Excessive mucin production is a major debilitating feature of allergic bronchopulmonary mycoses such as ABPA. The mucin characteristically causes major blockages of bronchial airways and is very difficult to remove and is tends to be very sticky and clinging in nature. Mucin production is an important part of the mechanisms that protect our airways as it can bind to harmful microorganisms and prevent them growing, but in some circumstances there appears to be too much mucin produced and it can start to cause problems - not the least of which is suppression of the fine hairs lining our airways (cilia) that brush debris and micro-organisms out of our lungs.
In conditions such as ABPA mucin overproduction also make it difficult to detect and sample the strain(s) of Aspergillus that are infecting, as it can make it very difficult to isolate samples of the fungus and grow it on in laboratory culture plates. It may well also inhibit antifungal drugs from getting at the fungus - for fungal infections mucin is not at all helpful!
If we could control mucin production we should be able to prevent it being overproduced and thus be able to overcome many of the problems faced by both the patients and the team trying to treat them.This recent paper shows that at least in the laboratory mucin production by cells that line the walls of our airways can be selectively stimulated by the presence of Aspergillus fumigatus extracts via the gene MUC5AC.

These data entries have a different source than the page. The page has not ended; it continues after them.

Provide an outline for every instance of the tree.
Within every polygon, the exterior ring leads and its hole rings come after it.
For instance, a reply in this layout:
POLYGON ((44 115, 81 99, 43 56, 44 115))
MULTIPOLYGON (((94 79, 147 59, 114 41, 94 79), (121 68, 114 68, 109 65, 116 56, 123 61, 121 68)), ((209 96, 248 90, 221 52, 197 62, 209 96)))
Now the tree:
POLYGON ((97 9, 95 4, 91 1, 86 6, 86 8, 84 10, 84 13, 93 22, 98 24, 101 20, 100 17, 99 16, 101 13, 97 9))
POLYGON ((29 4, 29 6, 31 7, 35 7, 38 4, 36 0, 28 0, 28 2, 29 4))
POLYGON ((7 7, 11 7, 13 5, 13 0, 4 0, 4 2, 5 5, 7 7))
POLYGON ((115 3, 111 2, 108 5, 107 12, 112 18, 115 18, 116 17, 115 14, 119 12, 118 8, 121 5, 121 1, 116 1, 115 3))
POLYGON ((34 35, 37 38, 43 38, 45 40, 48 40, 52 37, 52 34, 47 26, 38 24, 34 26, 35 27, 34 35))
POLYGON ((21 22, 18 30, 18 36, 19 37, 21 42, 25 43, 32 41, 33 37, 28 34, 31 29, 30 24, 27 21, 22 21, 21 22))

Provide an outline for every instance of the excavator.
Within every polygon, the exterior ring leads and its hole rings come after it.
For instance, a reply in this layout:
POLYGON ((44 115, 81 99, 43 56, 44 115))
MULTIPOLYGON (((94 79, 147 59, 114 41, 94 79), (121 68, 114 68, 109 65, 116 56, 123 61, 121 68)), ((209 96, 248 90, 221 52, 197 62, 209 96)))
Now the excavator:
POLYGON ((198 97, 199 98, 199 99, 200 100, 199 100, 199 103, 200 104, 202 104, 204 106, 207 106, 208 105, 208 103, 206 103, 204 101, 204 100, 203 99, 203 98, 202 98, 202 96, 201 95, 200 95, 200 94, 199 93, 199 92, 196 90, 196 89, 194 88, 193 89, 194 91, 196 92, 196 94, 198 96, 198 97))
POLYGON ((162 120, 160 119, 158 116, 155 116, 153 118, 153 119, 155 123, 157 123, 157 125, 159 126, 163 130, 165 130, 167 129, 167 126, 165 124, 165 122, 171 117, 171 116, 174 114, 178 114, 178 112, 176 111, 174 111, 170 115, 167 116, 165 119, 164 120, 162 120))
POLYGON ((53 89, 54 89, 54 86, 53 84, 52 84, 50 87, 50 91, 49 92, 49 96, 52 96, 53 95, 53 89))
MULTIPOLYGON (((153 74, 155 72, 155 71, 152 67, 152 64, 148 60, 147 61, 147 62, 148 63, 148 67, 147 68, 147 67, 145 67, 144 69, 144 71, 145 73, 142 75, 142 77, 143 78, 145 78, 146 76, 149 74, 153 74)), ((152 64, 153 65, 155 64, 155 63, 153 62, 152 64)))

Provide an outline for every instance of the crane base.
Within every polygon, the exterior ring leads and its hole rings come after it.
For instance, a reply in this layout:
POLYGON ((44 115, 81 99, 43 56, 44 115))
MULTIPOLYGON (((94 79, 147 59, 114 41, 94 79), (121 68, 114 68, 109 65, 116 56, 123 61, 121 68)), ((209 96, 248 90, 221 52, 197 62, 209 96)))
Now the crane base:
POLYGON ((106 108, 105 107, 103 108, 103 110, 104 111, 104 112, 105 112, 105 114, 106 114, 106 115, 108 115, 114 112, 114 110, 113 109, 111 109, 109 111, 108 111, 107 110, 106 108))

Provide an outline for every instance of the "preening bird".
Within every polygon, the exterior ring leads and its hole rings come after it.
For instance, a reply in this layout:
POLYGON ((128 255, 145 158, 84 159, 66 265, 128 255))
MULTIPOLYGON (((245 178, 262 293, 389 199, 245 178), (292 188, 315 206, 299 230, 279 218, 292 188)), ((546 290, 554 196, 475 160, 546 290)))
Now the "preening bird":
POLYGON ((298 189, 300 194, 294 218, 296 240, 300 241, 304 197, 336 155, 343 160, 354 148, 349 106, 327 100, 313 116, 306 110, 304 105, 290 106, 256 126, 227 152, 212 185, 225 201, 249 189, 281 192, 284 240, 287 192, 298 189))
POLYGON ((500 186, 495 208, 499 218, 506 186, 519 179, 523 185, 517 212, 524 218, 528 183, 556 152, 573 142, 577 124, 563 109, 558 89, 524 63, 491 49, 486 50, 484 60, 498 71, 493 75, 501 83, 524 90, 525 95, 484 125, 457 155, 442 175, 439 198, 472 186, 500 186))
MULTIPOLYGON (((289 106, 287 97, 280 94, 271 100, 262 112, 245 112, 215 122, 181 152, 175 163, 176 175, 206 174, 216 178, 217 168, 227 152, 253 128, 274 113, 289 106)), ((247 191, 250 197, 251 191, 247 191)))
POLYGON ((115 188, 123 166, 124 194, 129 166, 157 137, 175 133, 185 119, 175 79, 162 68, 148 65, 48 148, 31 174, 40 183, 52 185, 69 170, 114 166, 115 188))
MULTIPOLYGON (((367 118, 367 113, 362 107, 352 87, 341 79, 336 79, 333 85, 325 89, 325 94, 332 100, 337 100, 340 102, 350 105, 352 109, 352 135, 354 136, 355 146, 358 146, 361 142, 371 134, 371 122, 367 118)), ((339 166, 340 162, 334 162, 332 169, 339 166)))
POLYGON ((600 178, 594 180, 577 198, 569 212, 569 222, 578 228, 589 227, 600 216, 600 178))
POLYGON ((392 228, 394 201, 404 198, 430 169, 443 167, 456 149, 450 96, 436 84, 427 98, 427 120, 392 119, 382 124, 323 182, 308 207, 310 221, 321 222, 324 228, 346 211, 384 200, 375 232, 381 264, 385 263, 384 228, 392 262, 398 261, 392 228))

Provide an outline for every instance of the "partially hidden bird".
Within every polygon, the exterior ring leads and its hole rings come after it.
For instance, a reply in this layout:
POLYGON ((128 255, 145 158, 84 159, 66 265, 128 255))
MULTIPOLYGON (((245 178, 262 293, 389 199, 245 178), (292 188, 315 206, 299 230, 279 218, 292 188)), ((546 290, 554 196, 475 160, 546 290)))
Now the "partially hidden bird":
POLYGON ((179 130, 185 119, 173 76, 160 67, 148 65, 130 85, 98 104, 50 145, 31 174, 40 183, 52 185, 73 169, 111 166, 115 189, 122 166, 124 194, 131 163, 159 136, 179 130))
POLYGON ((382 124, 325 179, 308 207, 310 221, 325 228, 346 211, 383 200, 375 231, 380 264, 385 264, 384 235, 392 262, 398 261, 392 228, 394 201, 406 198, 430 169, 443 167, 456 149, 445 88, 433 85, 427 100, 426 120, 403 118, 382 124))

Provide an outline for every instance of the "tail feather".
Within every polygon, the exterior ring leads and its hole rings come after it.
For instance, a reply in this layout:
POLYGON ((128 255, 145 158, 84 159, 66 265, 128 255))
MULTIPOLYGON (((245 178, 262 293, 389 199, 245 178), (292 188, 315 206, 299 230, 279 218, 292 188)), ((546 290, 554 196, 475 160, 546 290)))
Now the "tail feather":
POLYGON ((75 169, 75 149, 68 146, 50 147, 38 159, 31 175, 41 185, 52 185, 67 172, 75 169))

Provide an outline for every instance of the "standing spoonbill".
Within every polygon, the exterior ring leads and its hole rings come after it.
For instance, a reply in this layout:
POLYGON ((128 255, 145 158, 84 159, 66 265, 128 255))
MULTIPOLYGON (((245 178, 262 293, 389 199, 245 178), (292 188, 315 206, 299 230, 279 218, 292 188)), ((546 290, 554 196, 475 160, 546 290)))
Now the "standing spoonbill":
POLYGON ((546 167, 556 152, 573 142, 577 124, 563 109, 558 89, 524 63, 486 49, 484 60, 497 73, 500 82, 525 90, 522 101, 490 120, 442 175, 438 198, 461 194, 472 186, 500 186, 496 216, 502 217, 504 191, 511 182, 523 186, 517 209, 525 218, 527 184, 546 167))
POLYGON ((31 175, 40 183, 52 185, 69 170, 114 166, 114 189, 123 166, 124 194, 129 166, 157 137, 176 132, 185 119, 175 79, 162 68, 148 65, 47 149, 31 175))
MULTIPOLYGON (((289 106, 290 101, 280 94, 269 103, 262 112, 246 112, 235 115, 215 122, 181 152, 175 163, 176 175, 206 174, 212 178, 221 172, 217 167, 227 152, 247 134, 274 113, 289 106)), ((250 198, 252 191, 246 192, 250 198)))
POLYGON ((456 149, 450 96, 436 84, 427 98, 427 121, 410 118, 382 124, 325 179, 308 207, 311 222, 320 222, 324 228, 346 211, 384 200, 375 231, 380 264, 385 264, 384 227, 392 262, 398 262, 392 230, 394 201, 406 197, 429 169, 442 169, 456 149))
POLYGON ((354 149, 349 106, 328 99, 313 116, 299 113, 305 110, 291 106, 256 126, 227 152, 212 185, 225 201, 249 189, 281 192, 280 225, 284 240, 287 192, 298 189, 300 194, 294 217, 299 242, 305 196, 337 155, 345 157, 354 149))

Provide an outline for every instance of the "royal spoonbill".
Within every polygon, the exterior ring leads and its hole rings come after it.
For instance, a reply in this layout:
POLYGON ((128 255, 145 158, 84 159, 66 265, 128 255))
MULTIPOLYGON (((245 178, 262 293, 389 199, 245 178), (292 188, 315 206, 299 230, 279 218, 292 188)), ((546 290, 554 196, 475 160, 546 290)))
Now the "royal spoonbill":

The suggestion is that one of the ways A. fumigatus can establish itself in our lungs is by overstimulating mucin production, hindering our natural defence mechanisms and allowing the fungus to persist. Importantly the authors show that the induction of mucin can be diminished by administering substances that block the activities of TGF-alpha or epidermal growth factor (EGF), both well characterised gene regulating factors.
It looks like TGF and EGF induction by (as yet unknown) factors in Aspergillus fumigatus might be causing a cascade of induction of mucin causing overproduction via other known intermediaries, the result of which we apparently see happening in human patients. We may now have several new potential targets to use to improve treatment of ABPA and similar diseases
NOTE: we mentioned genome sequencing in earlier blogs, but an equally important relatively new technology that has followed from the ability to sequence an entire genome is that of microarrays where we can quickly determine the expression of all of the genes in an organism under specific circumstances. This paper being discussed in this blog is an example of a discovery made using this technology.